CREATE INDEX prod_adv_idx 
ON `production`(`timestamp`,`brandCode`,`transactionId`,`quantity`) 
WHERE ((`originalSource` = 'D2C') 
AND (`_class` = 'com.elc.d2c.transactions.model.TransactionItem'))

SELECT AVG(t1.itemsInTransaction) AS amount
FROM(
    SELECT SUM(trsI.quantity) AS itemsInTransaction
    FROM production trsI JOIN production trs ON KEYS trsI.transactionId
    WHERE trsI._class = "model.TransactionItem"
        AND trsI.originalSource = "Y1"
        AND trsI.code = "x1"
        AND trsI.timestamp BETWEEN "2020-02-02T23:00:00Z" AND "2022-02-03T22:59:59Z"
        AND trs.status != "deleted"
    GROUP BY trsI.transactionId ) AS t1

which takes 16.9 seconds.

Using Couchbase Enterprise Edition 6.6.3 build 9808.
DB has 170,655,089 items, 104GB / 126GB RAM, 541GB HDD. (1 bucket, 6 servers (2 for data, 4 for query and index)).

Thanks in advance!

The Index provided doesn’t qualify for query.
trsI.transactionId is ARRAY or single value?
Is trs need to check status only?

You no need group results? The reason is can it be SUM(trsI.quantity)/ COUNT(DISTINCT trsI.transactionId) ?

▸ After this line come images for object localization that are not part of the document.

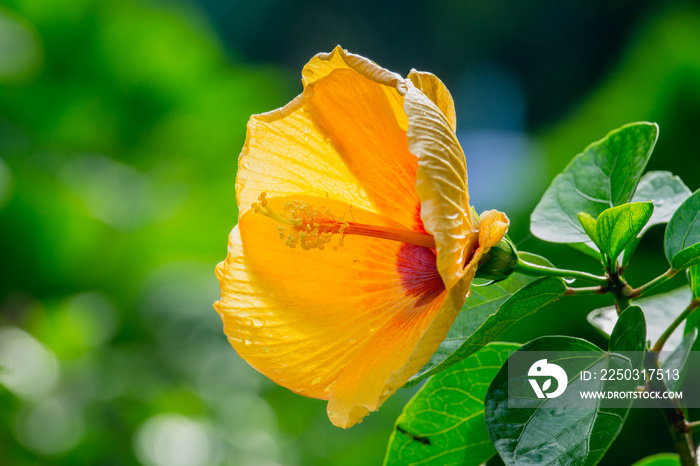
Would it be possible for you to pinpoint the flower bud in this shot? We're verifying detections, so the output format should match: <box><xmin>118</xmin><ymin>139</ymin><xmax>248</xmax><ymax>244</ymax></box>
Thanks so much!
<box><xmin>475</xmin><ymin>238</ymin><xmax>518</xmax><ymax>281</ymax></box>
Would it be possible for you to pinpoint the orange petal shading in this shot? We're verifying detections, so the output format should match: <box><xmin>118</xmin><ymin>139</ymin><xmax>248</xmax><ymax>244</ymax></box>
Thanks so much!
<box><xmin>302</xmin><ymin>46</ymin><xmax>407</xmax><ymax>130</ymax></box>
<box><xmin>237</xmin><ymin>46</ymin><xmax>415</xmax><ymax>225</ymax></box>
<box><xmin>307</xmin><ymin>68</ymin><xmax>420</xmax><ymax>230</ymax></box>
<box><xmin>214</xmin><ymin>196</ymin><xmax>457</xmax><ymax>427</ymax></box>
<box><xmin>237</xmin><ymin>89</ymin><xmax>376</xmax><ymax>218</ymax></box>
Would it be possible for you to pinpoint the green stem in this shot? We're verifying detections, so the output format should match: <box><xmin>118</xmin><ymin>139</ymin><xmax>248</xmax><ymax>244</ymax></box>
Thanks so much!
<box><xmin>663</xmin><ymin>407</ymin><xmax>697</xmax><ymax>466</ymax></box>
<box><xmin>652</xmin><ymin>300</ymin><xmax>700</xmax><ymax>352</ymax></box>
<box><xmin>564</xmin><ymin>286</ymin><xmax>609</xmax><ymax>296</ymax></box>
<box><xmin>685</xmin><ymin>421</ymin><xmax>700</xmax><ymax>434</ymax></box>
<box><xmin>647</xmin><ymin>353</ymin><xmax>698</xmax><ymax>466</ymax></box>
<box><xmin>608</xmin><ymin>271</ymin><xmax>633</xmax><ymax>313</ymax></box>
<box><xmin>630</xmin><ymin>268</ymin><xmax>679</xmax><ymax>299</ymax></box>
<box><xmin>514</xmin><ymin>259</ymin><xmax>609</xmax><ymax>286</ymax></box>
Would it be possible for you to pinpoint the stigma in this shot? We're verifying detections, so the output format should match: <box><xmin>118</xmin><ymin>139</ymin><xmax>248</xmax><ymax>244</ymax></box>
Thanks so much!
<box><xmin>251</xmin><ymin>192</ymin><xmax>436</xmax><ymax>250</ymax></box>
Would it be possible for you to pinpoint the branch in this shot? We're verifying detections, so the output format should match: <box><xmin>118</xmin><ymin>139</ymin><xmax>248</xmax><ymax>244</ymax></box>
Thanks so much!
<box><xmin>630</xmin><ymin>268</ymin><xmax>679</xmax><ymax>299</ymax></box>
<box><xmin>646</xmin><ymin>353</ymin><xmax>697</xmax><ymax>466</ymax></box>
<box><xmin>684</xmin><ymin>420</ymin><xmax>700</xmax><ymax>434</ymax></box>
<box><xmin>514</xmin><ymin>259</ymin><xmax>609</xmax><ymax>286</ymax></box>
<box><xmin>663</xmin><ymin>406</ymin><xmax>698</xmax><ymax>466</ymax></box>
<box><xmin>652</xmin><ymin>300</ymin><xmax>700</xmax><ymax>352</ymax></box>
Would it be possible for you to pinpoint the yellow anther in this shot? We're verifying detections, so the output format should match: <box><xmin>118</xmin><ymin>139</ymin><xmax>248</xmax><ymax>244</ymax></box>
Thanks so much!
<box><xmin>254</xmin><ymin>194</ymin><xmax>343</xmax><ymax>251</ymax></box>
<box><xmin>253</xmin><ymin>192</ymin><xmax>436</xmax><ymax>251</ymax></box>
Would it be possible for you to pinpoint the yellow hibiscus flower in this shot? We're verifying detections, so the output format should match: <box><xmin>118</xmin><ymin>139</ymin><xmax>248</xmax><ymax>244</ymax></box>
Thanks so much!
<box><xmin>214</xmin><ymin>46</ymin><xmax>509</xmax><ymax>428</ymax></box>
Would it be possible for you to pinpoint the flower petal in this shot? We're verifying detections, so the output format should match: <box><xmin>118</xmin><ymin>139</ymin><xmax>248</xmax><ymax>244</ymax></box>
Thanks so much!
<box><xmin>408</xmin><ymin>70</ymin><xmax>457</xmax><ymax>133</ymax></box>
<box><xmin>214</xmin><ymin>195</ymin><xmax>450</xmax><ymax>427</ymax></box>
<box><xmin>461</xmin><ymin>210</ymin><xmax>511</xmax><ymax>287</ymax></box>
<box><xmin>237</xmin><ymin>47</ymin><xmax>419</xmax><ymax>228</ymax></box>
<box><xmin>301</xmin><ymin>46</ymin><xmax>408</xmax><ymax>135</ymax></box>
<box><xmin>326</xmin><ymin>288</ymin><xmax>450</xmax><ymax>427</ymax></box>
<box><xmin>404</xmin><ymin>81</ymin><xmax>476</xmax><ymax>289</ymax></box>
<box><xmin>477</xmin><ymin>210</ymin><xmax>510</xmax><ymax>249</ymax></box>
<box><xmin>302</xmin><ymin>46</ymin><xmax>405</xmax><ymax>91</ymax></box>
<box><xmin>328</xmin><ymin>277</ymin><xmax>463</xmax><ymax>427</ymax></box>
<box><xmin>306</xmin><ymin>68</ymin><xmax>422</xmax><ymax>230</ymax></box>
<box><xmin>237</xmin><ymin>89</ymin><xmax>376</xmax><ymax>218</ymax></box>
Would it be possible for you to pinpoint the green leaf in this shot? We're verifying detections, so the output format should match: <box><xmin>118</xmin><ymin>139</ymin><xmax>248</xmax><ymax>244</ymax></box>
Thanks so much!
<box><xmin>631</xmin><ymin>171</ymin><xmax>691</xmax><ymax>235</ymax></box>
<box><xmin>609</xmin><ymin>306</ymin><xmax>646</xmax><ymax>371</ymax></box>
<box><xmin>577</xmin><ymin>212</ymin><xmax>602</xmax><ymax>253</ymax></box>
<box><xmin>669</xmin><ymin>244</ymin><xmax>700</xmax><ymax>271</ymax></box>
<box><xmin>384</xmin><ymin>343</ymin><xmax>519</xmax><ymax>466</ymax></box>
<box><xmin>620</xmin><ymin>172</ymin><xmax>688</xmax><ymax>265</ymax></box>
<box><xmin>531</xmin><ymin>122</ymin><xmax>658</xmax><ymax>243</ymax></box>
<box><xmin>408</xmin><ymin>275</ymin><xmax>566</xmax><ymax>386</ymax></box>
<box><xmin>485</xmin><ymin>337</ymin><xmax>635</xmax><ymax>466</ymax></box>
<box><xmin>685</xmin><ymin>266</ymin><xmax>700</xmax><ymax>335</ymax></box>
<box><xmin>662</xmin><ymin>329</ymin><xmax>697</xmax><ymax>391</ymax></box>
<box><xmin>631</xmin><ymin>453</ymin><xmax>680</xmax><ymax>466</ymax></box>
<box><xmin>609</xmin><ymin>305</ymin><xmax>646</xmax><ymax>353</ymax></box>
<box><xmin>688</xmin><ymin>265</ymin><xmax>700</xmax><ymax>301</ymax></box>
<box><xmin>596</xmin><ymin>202</ymin><xmax>654</xmax><ymax>266</ymax></box>
<box><xmin>664</xmin><ymin>189</ymin><xmax>700</xmax><ymax>270</ymax></box>
<box><xmin>588</xmin><ymin>286</ymin><xmax>693</xmax><ymax>351</ymax></box>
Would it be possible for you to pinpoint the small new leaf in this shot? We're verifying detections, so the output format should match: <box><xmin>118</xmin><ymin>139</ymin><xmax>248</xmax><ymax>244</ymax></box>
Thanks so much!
<box><xmin>631</xmin><ymin>453</ymin><xmax>680</xmax><ymax>466</ymax></box>
<box><xmin>664</xmin><ymin>189</ymin><xmax>700</xmax><ymax>270</ymax></box>
<box><xmin>596</xmin><ymin>202</ymin><xmax>654</xmax><ymax>267</ymax></box>
<box><xmin>689</xmin><ymin>265</ymin><xmax>700</xmax><ymax>301</ymax></box>
<box><xmin>531</xmin><ymin>122</ymin><xmax>658</xmax><ymax>243</ymax></box>
<box><xmin>620</xmin><ymin>172</ymin><xmax>691</xmax><ymax>266</ymax></box>
<box><xmin>577</xmin><ymin>212</ymin><xmax>601</xmax><ymax>252</ymax></box>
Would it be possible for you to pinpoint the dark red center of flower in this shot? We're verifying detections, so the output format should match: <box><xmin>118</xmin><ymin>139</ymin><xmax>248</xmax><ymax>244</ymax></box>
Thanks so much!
<box><xmin>396</xmin><ymin>243</ymin><xmax>445</xmax><ymax>307</ymax></box>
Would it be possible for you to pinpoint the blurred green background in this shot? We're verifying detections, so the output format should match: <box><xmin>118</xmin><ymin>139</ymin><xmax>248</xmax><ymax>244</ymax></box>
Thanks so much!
<box><xmin>1</xmin><ymin>0</ymin><xmax>699</xmax><ymax>464</ymax></box>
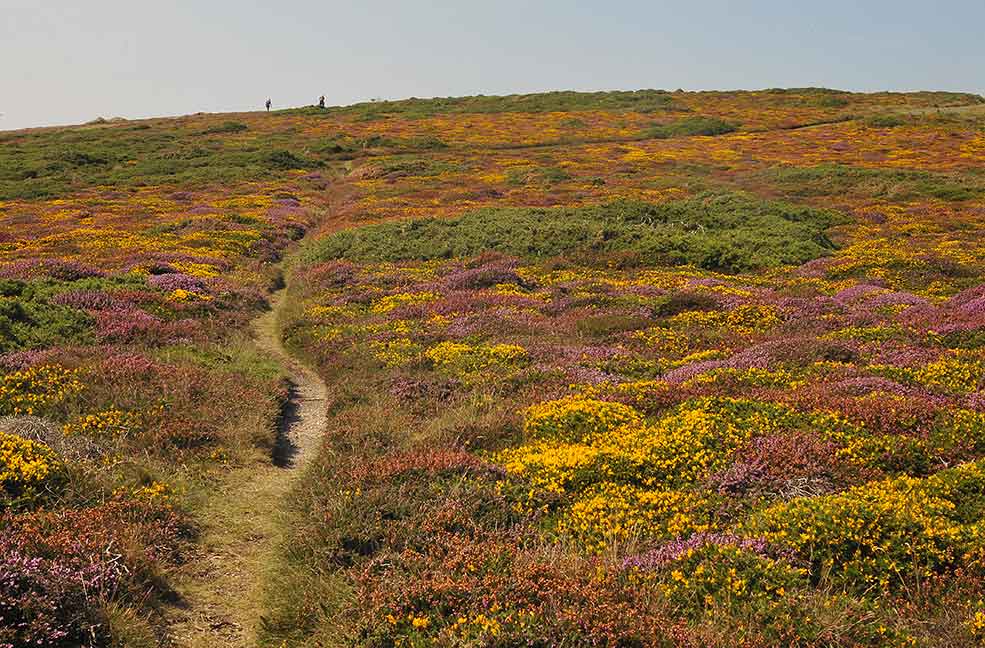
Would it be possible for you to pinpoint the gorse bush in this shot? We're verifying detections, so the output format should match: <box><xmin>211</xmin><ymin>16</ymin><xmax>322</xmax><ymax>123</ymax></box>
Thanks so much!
<box><xmin>306</xmin><ymin>192</ymin><xmax>843</xmax><ymax>273</ymax></box>
<box><xmin>749</xmin><ymin>460</ymin><xmax>985</xmax><ymax>592</ymax></box>
<box><xmin>0</xmin><ymin>431</ymin><xmax>65</xmax><ymax>507</ymax></box>
<box><xmin>0</xmin><ymin>366</ymin><xmax>84</xmax><ymax>417</ymax></box>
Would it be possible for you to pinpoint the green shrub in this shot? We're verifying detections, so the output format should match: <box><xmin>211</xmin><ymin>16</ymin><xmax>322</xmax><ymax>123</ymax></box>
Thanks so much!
<box><xmin>371</xmin><ymin>157</ymin><xmax>462</xmax><ymax>178</ymax></box>
<box><xmin>0</xmin><ymin>281</ymin><xmax>94</xmax><ymax>352</ymax></box>
<box><xmin>332</xmin><ymin>89</ymin><xmax>679</xmax><ymax>120</ymax></box>
<box><xmin>505</xmin><ymin>165</ymin><xmax>572</xmax><ymax>186</ymax></box>
<box><xmin>768</xmin><ymin>164</ymin><xmax>985</xmax><ymax>202</ymax></box>
<box><xmin>643</xmin><ymin>116</ymin><xmax>738</xmax><ymax>139</ymax></box>
<box><xmin>575</xmin><ymin>313</ymin><xmax>650</xmax><ymax>337</ymax></box>
<box><xmin>305</xmin><ymin>192</ymin><xmax>844</xmax><ymax>273</ymax></box>
<box><xmin>863</xmin><ymin>114</ymin><xmax>905</xmax><ymax>128</ymax></box>
<box><xmin>265</xmin><ymin>150</ymin><xmax>320</xmax><ymax>170</ymax></box>
<box><xmin>201</xmin><ymin>121</ymin><xmax>248</xmax><ymax>135</ymax></box>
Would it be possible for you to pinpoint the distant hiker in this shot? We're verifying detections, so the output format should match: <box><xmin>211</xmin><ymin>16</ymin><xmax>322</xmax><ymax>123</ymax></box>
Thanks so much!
<box><xmin>265</xmin><ymin>98</ymin><xmax>272</xmax><ymax>112</ymax></box>
<box><xmin>318</xmin><ymin>95</ymin><xmax>326</xmax><ymax>109</ymax></box>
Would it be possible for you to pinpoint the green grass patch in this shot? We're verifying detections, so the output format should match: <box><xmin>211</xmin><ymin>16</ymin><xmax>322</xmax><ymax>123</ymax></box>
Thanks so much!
<box><xmin>0</xmin><ymin>123</ymin><xmax>328</xmax><ymax>200</ymax></box>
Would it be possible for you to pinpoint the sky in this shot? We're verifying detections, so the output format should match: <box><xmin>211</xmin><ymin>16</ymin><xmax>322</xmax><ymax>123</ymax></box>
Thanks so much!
<box><xmin>2</xmin><ymin>0</ymin><xmax>984</xmax><ymax>131</ymax></box>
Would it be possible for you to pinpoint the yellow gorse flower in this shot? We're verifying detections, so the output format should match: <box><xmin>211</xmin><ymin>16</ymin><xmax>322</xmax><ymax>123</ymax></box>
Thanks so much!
<box><xmin>0</xmin><ymin>365</ymin><xmax>84</xmax><ymax>417</ymax></box>
<box><xmin>0</xmin><ymin>430</ymin><xmax>64</xmax><ymax>502</ymax></box>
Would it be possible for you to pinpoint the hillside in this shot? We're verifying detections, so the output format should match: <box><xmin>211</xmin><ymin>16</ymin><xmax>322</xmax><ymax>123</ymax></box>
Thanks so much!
<box><xmin>2</xmin><ymin>88</ymin><xmax>985</xmax><ymax>647</ymax></box>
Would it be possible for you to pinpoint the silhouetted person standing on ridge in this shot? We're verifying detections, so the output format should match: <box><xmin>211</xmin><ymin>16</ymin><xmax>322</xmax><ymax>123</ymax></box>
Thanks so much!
<box><xmin>318</xmin><ymin>95</ymin><xmax>325</xmax><ymax>109</ymax></box>
<box><xmin>265</xmin><ymin>98</ymin><xmax>272</xmax><ymax>112</ymax></box>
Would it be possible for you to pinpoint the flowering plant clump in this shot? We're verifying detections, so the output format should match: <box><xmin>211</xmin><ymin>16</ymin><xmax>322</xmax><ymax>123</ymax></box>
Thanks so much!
<box><xmin>424</xmin><ymin>341</ymin><xmax>528</xmax><ymax>377</ymax></box>
<box><xmin>671</xmin><ymin>304</ymin><xmax>782</xmax><ymax>335</ymax></box>
<box><xmin>749</xmin><ymin>459</ymin><xmax>985</xmax><ymax>591</ymax></box>
<box><xmin>496</xmin><ymin>398</ymin><xmax>807</xmax><ymax>548</ymax></box>
<box><xmin>0</xmin><ymin>366</ymin><xmax>84</xmax><ymax>416</ymax></box>
<box><xmin>167</xmin><ymin>288</ymin><xmax>213</xmax><ymax>302</ymax></box>
<box><xmin>0</xmin><ymin>431</ymin><xmax>65</xmax><ymax>507</ymax></box>
<box><xmin>62</xmin><ymin>408</ymin><xmax>142</xmax><ymax>439</ymax></box>
<box><xmin>371</xmin><ymin>290</ymin><xmax>439</xmax><ymax>313</ymax></box>
<box><xmin>561</xmin><ymin>483</ymin><xmax>711</xmax><ymax>550</ymax></box>
<box><xmin>370</xmin><ymin>337</ymin><xmax>423</xmax><ymax>367</ymax></box>
<box><xmin>628</xmin><ymin>540</ymin><xmax>806</xmax><ymax>617</ymax></box>
<box><xmin>522</xmin><ymin>396</ymin><xmax>642</xmax><ymax>442</ymax></box>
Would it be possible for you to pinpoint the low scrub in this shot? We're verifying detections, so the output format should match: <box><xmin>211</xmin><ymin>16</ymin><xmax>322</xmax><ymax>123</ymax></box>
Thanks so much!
<box><xmin>305</xmin><ymin>192</ymin><xmax>843</xmax><ymax>273</ymax></box>
<box><xmin>643</xmin><ymin>116</ymin><xmax>738</xmax><ymax>139</ymax></box>
<box><xmin>768</xmin><ymin>163</ymin><xmax>985</xmax><ymax>202</ymax></box>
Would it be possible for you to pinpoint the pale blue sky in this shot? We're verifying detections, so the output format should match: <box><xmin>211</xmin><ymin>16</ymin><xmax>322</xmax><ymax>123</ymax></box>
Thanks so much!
<box><xmin>3</xmin><ymin>1</ymin><xmax>983</xmax><ymax>131</ymax></box>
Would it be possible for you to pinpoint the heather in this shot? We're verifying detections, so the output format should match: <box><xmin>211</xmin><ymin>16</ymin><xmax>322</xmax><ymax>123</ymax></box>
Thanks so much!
<box><xmin>263</xmin><ymin>90</ymin><xmax>983</xmax><ymax>647</ymax></box>
<box><xmin>267</xmin><ymin>245</ymin><xmax>985</xmax><ymax>645</ymax></box>
<box><xmin>0</xmin><ymin>127</ymin><xmax>315</xmax><ymax>643</ymax></box>
<box><xmin>2</xmin><ymin>88</ymin><xmax>985</xmax><ymax>646</ymax></box>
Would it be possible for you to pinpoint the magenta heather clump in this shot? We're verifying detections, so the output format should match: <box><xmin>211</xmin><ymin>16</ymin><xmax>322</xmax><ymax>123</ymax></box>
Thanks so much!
<box><xmin>833</xmin><ymin>283</ymin><xmax>886</xmax><ymax>305</ymax></box>
<box><xmin>967</xmin><ymin>391</ymin><xmax>985</xmax><ymax>412</ymax></box>
<box><xmin>0</xmin><ymin>546</ymin><xmax>124</xmax><ymax>648</ymax></box>
<box><xmin>709</xmin><ymin>432</ymin><xmax>844</xmax><ymax>496</ymax></box>
<box><xmin>95</xmin><ymin>306</ymin><xmax>163</xmax><ymax>342</ymax></box>
<box><xmin>51</xmin><ymin>289</ymin><xmax>116</xmax><ymax>311</ymax></box>
<box><xmin>949</xmin><ymin>284</ymin><xmax>985</xmax><ymax>307</ymax></box>
<box><xmin>0</xmin><ymin>349</ymin><xmax>56</xmax><ymax>371</ymax></box>
<box><xmin>99</xmin><ymin>352</ymin><xmax>162</xmax><ymax>380</ymax></box>
<box><xmin>147</xmin><ymin>273</ymin><xmax>206</xmax><ymax>293</ymax></box>
<box><xmin>0</xmin><ymin>259</ymin><xmax>105</xmax><ymax>282</ymax></box>
<box><xmin>622</xmin><ymin>533</ymin><xmax>786</xmax><ymax>572</ymax></box>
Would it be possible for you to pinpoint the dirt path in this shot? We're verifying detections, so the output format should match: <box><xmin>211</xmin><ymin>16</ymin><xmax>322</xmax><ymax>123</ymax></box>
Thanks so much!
<box><xmin>164</xmin><ymin>288</ymin><xmax>326</xmax><ymax>648</ymax></box>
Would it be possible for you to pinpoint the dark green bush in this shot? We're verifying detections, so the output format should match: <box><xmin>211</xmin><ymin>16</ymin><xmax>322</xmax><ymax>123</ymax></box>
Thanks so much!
<box><xmin>863</xmin><ymin>114</ymin><xmax>905</xmax><ymax>128</ymax></box>
<box><xmin>201</xmin><ymin>121</ymin><xmax>248</xmax><ymax>135</ymax></box>
<box><xmin>0</xmin><ymin>281</ymin><xmax>94</xmax><ymax>352</ymax></box>
<box><xmin>575</xmin><ymin>314</ymin><xmax>651</xmax><ymax>337</ymax></box>
<box><xmin>372</xmin><ymin>157</ymin><xmax>463</xmax><ymax>178</ymax></box>
<box><xmin>506</xmin><ymin>165</ymin><xmax>572</xmax><ymax>185</ymax></box>
<box><xmin>265</xmin><ymin>150</ymin><xmax>320</xmax><ymax>170</ymax></box>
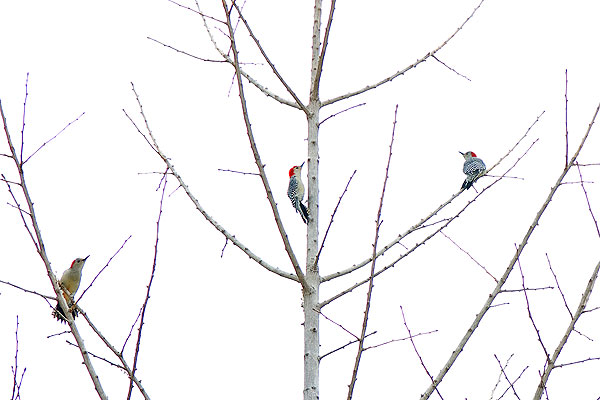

@vsr1 thank you for response.

  1. trsI.transactionId is a value - id of items with _class = “model.Transaction”
  2. trs should check status only
  3. Yes I have to group to exclude Transactions with status = “deleted”
CREATE INDEX ix1 ON `production`(code, `timestamp`,`transactionId`,`quantity`)
WHERE ((`originalSource` = 'Y1') AND (`_class` = "model.TransactionItem"));

See First query using index aggregates any better.

SELECT RAW AVG(st.sq)
FROM (SELECT SUM(t.quantity) AS sq, t.transactionId
      FROM production AS t
      WHERE t._class = "model.TransactionItem"
            AND t.originalSource = "Y1"
            AND t.code = "x1"
            AND t.timestamp BETWEEN "2020-02-02T23:00:00Z" AND "2022-02-03T22:59:59Z"
      GROUP BY t.transactionId) AS st
JOIN production AS trs ON KEYS st.transactionId
WHERE trs.status != "deleted";

OR

SELECT SUM(trsI.quantity)/COUNT(DISTINCT trsI.transactionId) AS amount
FROM production trsI
JOIN production trs ON KEYS trsI.transactionId
WHERE trsI._class = "model.TransactionItem"
      AND trsI.originalSource = "Y1"
      AND trsI.code = "x1"
      AND trsI.timestamp BETWEEN "2020-02-02T23:00:00Z" AND "2022-02-03T22:59:59Z"
      AND trs.status != "deleted";

@vsr1 Thanks for suggestions!